Abfraction Lesion

Abfraction Lesion

An abfraction lesion is a non-carious cervical lesion characterized by a wedge- or V-shaped notch at the cementoenamel junction (CEJ), resulting from stress concentration caused by occlusal loading forces rather than bacterial decay. Unlike cavities, these defects arise through biomechanical fatigue that disrupts the crystalline structure of enamel and dentin over time.

How Abfraction Lesions Form

The prevailing theory holds that eccentric or parafunctional occlusal forces — particularly those associated with bruxism or malocclusion — generate flexural stress that concentrates at the cervical fulcrum of the tooth. This stress causes microfractures in the relatively brittle enamel rods near the CEJ, progressively breaking down tooth structure. Once enamel is lost, the underlying dentin becomes vulnerable to further mechanical wear and chemical erosion, accelerating lesion depth.

Common Contributing Factors

  • Bruxism and clenching — parafunctional habits that amplify lateral and compressive occlusal forces
  • Malocclusion — improper occlusal contacts that redirect stress toward the cervical region
  • Aggressive toothbrushing — a frequent co-factor that removes already-weakened enamel
  • Dietary acid erosion — softens enamel, increasing susceptibility to stress-induced fracture
  • Steep cuspal inclines — concentrate lateral forces during excursive jaw movements

Clinical Significance

Abfraction lesions most frequently appear on premolars and canines, the teeth that experience the greatest lateral loading during excursive jaw movements. Clinically, they present as sharp-margined, wedge-shaped defects that feel hard and sclerotic on tactile examination, distinguishing them from the softer texture of carious lesions. As dentin becomes exposed, dentin hypersensitivity is a hallmark complaint, with patients reporting sharp, transient pain triggered by thermal, tactile, or osmotic stimuli.

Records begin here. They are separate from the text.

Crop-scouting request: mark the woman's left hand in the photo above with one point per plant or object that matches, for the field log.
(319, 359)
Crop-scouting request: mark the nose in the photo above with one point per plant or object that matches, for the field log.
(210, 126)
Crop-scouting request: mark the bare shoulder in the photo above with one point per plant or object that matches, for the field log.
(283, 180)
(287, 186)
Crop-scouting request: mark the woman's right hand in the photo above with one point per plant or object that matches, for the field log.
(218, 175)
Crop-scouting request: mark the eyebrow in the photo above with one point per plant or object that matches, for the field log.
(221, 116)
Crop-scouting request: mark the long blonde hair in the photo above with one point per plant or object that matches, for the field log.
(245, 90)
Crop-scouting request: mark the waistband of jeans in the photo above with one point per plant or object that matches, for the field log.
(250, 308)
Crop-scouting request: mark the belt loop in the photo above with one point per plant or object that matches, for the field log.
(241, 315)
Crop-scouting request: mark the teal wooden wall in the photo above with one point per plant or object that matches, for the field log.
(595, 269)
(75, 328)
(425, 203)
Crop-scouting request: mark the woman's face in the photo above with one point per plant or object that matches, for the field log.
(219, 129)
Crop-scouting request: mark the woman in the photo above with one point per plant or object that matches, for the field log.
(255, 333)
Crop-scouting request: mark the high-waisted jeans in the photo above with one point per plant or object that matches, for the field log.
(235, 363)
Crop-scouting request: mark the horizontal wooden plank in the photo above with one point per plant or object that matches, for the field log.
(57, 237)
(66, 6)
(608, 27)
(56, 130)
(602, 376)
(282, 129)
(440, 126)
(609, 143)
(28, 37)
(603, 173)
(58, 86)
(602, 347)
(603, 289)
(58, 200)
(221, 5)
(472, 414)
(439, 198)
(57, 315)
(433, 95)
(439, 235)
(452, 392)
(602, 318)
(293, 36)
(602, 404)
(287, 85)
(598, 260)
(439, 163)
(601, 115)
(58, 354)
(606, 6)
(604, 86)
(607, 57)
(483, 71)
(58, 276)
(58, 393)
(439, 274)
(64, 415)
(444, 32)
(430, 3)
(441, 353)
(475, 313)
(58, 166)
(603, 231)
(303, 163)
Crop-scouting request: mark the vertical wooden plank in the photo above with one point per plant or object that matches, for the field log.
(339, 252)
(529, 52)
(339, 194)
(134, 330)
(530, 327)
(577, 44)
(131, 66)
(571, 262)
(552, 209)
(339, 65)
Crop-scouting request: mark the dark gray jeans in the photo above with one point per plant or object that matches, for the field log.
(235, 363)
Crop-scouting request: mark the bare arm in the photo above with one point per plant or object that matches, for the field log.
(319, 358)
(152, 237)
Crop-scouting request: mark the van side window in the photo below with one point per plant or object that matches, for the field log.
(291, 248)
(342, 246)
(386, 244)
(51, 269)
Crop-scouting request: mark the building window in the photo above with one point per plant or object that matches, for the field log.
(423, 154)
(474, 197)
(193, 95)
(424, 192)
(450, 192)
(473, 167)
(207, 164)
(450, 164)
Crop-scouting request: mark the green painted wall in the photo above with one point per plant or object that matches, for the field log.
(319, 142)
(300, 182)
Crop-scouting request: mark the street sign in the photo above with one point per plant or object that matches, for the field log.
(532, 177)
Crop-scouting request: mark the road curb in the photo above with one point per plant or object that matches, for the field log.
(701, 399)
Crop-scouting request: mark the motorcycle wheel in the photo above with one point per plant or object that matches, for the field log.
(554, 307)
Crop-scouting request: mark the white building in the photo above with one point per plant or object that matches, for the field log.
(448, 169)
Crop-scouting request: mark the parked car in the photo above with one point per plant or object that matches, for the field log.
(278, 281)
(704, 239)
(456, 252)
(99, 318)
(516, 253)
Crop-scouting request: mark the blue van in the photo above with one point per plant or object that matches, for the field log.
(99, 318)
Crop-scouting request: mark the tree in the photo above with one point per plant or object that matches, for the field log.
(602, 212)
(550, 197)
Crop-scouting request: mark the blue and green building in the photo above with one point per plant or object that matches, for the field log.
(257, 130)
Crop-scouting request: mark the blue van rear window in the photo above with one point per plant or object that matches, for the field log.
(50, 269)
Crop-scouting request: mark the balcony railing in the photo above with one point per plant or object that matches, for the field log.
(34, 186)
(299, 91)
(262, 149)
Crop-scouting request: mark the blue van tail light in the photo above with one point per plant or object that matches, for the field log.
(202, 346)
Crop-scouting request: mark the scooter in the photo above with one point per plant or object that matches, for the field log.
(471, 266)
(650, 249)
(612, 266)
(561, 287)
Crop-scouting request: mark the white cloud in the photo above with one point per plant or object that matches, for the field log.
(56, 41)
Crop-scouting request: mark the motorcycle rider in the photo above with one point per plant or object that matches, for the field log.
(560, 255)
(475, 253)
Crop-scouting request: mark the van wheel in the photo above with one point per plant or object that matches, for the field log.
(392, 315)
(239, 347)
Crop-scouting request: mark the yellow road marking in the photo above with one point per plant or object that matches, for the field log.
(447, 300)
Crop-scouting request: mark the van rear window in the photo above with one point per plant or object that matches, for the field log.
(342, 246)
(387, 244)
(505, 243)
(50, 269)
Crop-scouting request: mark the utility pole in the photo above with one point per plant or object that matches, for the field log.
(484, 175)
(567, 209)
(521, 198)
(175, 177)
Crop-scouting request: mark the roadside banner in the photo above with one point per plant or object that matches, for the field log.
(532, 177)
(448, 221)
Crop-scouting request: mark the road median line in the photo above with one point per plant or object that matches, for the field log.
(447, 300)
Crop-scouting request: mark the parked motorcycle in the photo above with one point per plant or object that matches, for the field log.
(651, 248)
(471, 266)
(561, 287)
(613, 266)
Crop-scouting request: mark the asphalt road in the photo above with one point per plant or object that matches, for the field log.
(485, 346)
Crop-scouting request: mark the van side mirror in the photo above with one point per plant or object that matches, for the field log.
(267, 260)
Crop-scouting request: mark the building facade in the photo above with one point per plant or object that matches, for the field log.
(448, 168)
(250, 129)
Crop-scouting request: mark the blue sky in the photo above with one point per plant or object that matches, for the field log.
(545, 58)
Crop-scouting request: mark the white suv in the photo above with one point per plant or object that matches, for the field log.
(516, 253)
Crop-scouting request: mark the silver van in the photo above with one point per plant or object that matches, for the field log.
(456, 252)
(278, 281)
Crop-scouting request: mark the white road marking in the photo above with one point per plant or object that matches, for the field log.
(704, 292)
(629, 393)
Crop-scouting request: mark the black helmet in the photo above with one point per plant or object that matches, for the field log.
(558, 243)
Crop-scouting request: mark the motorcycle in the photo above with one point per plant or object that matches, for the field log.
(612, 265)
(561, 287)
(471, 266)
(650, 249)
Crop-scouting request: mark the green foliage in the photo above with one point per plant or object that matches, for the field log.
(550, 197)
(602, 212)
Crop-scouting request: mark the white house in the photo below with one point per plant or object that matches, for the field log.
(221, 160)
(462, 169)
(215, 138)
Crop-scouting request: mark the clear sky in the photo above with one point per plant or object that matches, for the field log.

Left unmanaged, these lesions can progress toward the pulp, risking pulpal involvement and compromising the long-term prognosis of the tooth. The periodontal ligament and surrounding bone may also be affected when lesions extend subgingivally.

Diagnosis and Management

Accurate diagnosis requires differentiating abfraction from abrasion and erosion, conditions that frequently coexist at the cervical region and can obscure the primary etiology. Treatment is multifactorial: reducing the causative occlusal force is the priority, often through occlusal equilibration or a protective nightguard for patients with bruxism. Composite resin restorations can rebuild lost tooth structure and reduce dentin hypersensitivity, but they are prone to debonding if the underlying biomechanical imbalance remains unaddressed.

Identifying and correcting the occlusal etiology is the most critical step — restoring the lesion alone without managing the force imbalance reliably leads to recurrence.